Adiós para siempre.  Belle

martes, 27 de enero de 2026

El eco de tu cuerpo

 


​No sé en qué momento el silencio se volvió tan ruidoso. Me despierto a mitad de la noche estirando la mano hacia tu lado de la cama, buscando ese calor que ya no me pertenece, y solo encuentro el tacto frío de las sábanas. Es una bofetada de realidad que me recuerda, cada maldito segundo, que ya no estás.

​Me muerdo los labios intentando no gritar tu nombre, pero mi cuerpo tiene memoria. Recuerdo la forma en que tu piel encajaba con la mía, como si hubiéramos sido diseñados para ser una sola pieza. Extraño la urgencia de tus manos, ese hambre que sentíamos el uno por el otro y que hacía que el mundo exterior dejara de existir. Éramos nosotros, sudor, jadeos y una entrega que iba mucho más allá de la carne; era nuestra forma de decirnos todo lo que no sabíamos poner en palabras.

Ahora, el sexo se siente como un lenguaje muerto.

​Me destroza recordar la luz de la mañana sobre tu espalda desnuda, el olor a deseo que se quedaba pegado en el aire y la forma en que me mirabas justo después, cuando todavía estábamos vulnerables. Esa intimidad era mi refugio, y ahora es mi celda. Cada rincón de esta casa está maldito con el fantasma de nuestros encuentros: el sofá donde nos perdimos, la ducha donde nos fundimos, la cama que hoy parece un desierto.

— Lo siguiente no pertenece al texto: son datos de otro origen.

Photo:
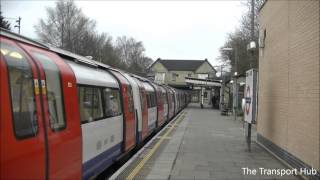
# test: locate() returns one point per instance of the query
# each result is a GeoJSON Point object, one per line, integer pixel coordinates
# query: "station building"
{"type": "Point", "coordinates": [198, 76]}
{"type": "Point", "coordinates": [288, 100]}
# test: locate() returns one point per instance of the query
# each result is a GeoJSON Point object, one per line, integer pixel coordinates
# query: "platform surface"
{"type": "Point", "coordinates": [200, 144]}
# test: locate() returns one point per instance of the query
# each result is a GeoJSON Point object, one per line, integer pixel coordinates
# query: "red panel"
{"type": "Point", "coordinates": [160, 106]}
{"type": "Point", "coordinates": [129, 118]}
{"type": "Point", "coordinates": [65, 154]}
{"type": "Point", "coordinates": [24, 158]}
{"type": "Point", "coordinates": [170, 104]}
{"type": "Point", "coordinates": [145, 130]}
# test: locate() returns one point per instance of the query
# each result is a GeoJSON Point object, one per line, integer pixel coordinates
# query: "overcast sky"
{"type": "Point", "coordinates": [168, 29]}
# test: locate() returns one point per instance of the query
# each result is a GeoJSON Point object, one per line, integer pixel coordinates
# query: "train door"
{"type": "Point", "coordinates": [61, 114]}
{"type": "Point", "coordinates": [22, 136]}
{"type": "Point", "coordinates": [137, 105]}
{"type": "Point", "coordinates": [128, 110]}
{"type": "Point", "coordinates": [144, 110]}
{"type": "Point", "coordinates": [165, 103]}
{"type": "Point", "coordinates": [159, 102]}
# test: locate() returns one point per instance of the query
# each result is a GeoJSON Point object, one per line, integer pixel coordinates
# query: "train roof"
{"type": "Point", "coordinates": [93, 76]}
{"type": "Point", "coordinates": [59, 51]}
{"type": "Point", "coordinates": [21, 38]}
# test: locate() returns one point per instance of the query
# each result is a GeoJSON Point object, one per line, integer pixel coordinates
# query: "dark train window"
{"type": "Point", "coordinates": [53, 91]}
{"type": "Point", "coordinates": [142, 99]}
{"type": "Point", "coordinates": [148, 100]}
{"type": "Point", "coordinates": [90, 103]}
{"type": "Point", "coordinates": [130, 98]}
{"type": "Point", "coordinates": [152, 99]}
{"type": "Point", "coordinates": [165, 98]}
{"type": "Point", "coordinates": [23, 104]}
{"type": "Point", "coordinates": [112, 102]}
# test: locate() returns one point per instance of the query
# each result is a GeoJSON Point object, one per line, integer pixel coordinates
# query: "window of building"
{"type": "Point", "coordinates": [22, 92]}
{"type": "Point", "coordinates": [53, 91]}
{"type": "Point", "coordinates": [160, 78]}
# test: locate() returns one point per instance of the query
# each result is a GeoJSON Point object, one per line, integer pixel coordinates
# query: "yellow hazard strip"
{"type": "Point", "coordinates": [137, 169]}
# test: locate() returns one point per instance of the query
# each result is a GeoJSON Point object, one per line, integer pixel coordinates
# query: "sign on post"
{"type": "Point", "coordinates": [250, 96]}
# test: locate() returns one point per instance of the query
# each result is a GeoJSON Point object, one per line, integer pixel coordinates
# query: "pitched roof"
{"type": "Point", "coordinates": [181, 65]}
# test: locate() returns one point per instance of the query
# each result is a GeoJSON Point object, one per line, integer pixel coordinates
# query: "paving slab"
{"type": "Point", "coordinates": [206, 145]}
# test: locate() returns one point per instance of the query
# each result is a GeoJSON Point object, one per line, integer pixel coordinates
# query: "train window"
{"type": "Point", "coordinates": [22, 92]}
{"type": "Point", "coordinates": [53, 91]}
{"type": "Point", "coordinates": [148, 100]}
{"type": "Point", "coordinates": [141, 98]}
{"type": "Point", "coordinates": [90, 103]}
{"type": "Point", "coordinates": [153, 99]}
{"type": "Point", "coordinates": [112, 102]}
{"type": "Point", "coordinates": [130, 98]}
{"type": "Point", "coordinates": [165, 98]}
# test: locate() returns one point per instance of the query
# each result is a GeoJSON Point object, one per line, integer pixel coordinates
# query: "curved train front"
{"type": "Point", "coordinates": [63, 116]}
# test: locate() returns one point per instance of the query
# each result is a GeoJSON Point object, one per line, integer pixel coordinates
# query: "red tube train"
{"type": "Point", "coordinates": [63, 116]}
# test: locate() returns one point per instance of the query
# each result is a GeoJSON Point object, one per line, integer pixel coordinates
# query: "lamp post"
{"type": "Point", "coordinates": [235, 86]}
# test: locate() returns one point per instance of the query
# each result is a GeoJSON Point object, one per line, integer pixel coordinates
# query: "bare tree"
{"type": "Point", "coordinates": [131, 54]}
{"type": "Point", "coordinates": [65, 26]}
{"type": "Point", "coordinates": [239, 39]}
{"type": "Point", "coordinates": [3, 23]}
{"type": "Point", "coordinates": [68, 28]}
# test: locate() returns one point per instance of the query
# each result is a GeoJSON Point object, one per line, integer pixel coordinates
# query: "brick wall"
{"type": "Point", "coordinates": [288, 112]}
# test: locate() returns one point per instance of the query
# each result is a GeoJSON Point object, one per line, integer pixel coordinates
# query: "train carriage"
{"type": "Point", "coordinates": [130, 124]}
{"type": "Point", "coordinates": [137, 105]}
{"type": "Point", "coordinates": [38, 123]}
{"type": "Point", "coordinates": [159, 102]}
{"type": "Point", "coordinates": [170, 102]}
{"type": "Point", "coordinates": [164, 98]}
{"type": "Point", "coordinates": [152, 106]}
{"type": "Point", "coordinates": [101, 118]}
{"type": "Point", "coordinates": [68, 117]}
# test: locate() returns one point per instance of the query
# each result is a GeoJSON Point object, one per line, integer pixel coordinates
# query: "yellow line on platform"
{"type": "Point", "coordinates": [138, 168]}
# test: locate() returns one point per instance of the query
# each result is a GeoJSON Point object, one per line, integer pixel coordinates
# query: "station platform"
{"type": "Point", "coordinates": [200, 144]}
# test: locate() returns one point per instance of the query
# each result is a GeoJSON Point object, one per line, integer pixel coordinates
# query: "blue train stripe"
{"type": "Point", "coordinates": [99, 163]}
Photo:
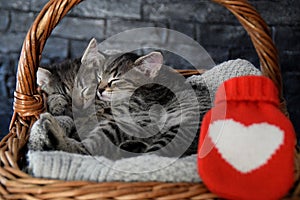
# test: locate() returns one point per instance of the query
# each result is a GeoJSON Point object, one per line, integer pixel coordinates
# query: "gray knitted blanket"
{"type": "Point", "coordinates": [66, 166]}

​Es una tortura física. Me duele el pecho, me duelen las manos de no tocarte, me duele el pensamiento de que, en este mismo instante, quizás otros ojos estén recorriendo el mapa de tu piel que yo me sabía de memoria.

​Te fuiste y te llevaste no solo mi amor, sino mi capacidad de sentirme viva. Me dejaste aquí, habitando un cuerpo que ya no reconozco porque le falta su otra mitad. Estoy rota, y lo peor es que ni siquiera quiero que me arreglen si no es con tus manos.

​Adiós a lo que fuimos, aunque yo me quede atrapada para siempre en el recuerdo de lo que me hacías sentir.

Belle

Nada de esto significa que sea débil. Significa que amé de verdad con el alma en la mano y a corazón abierto.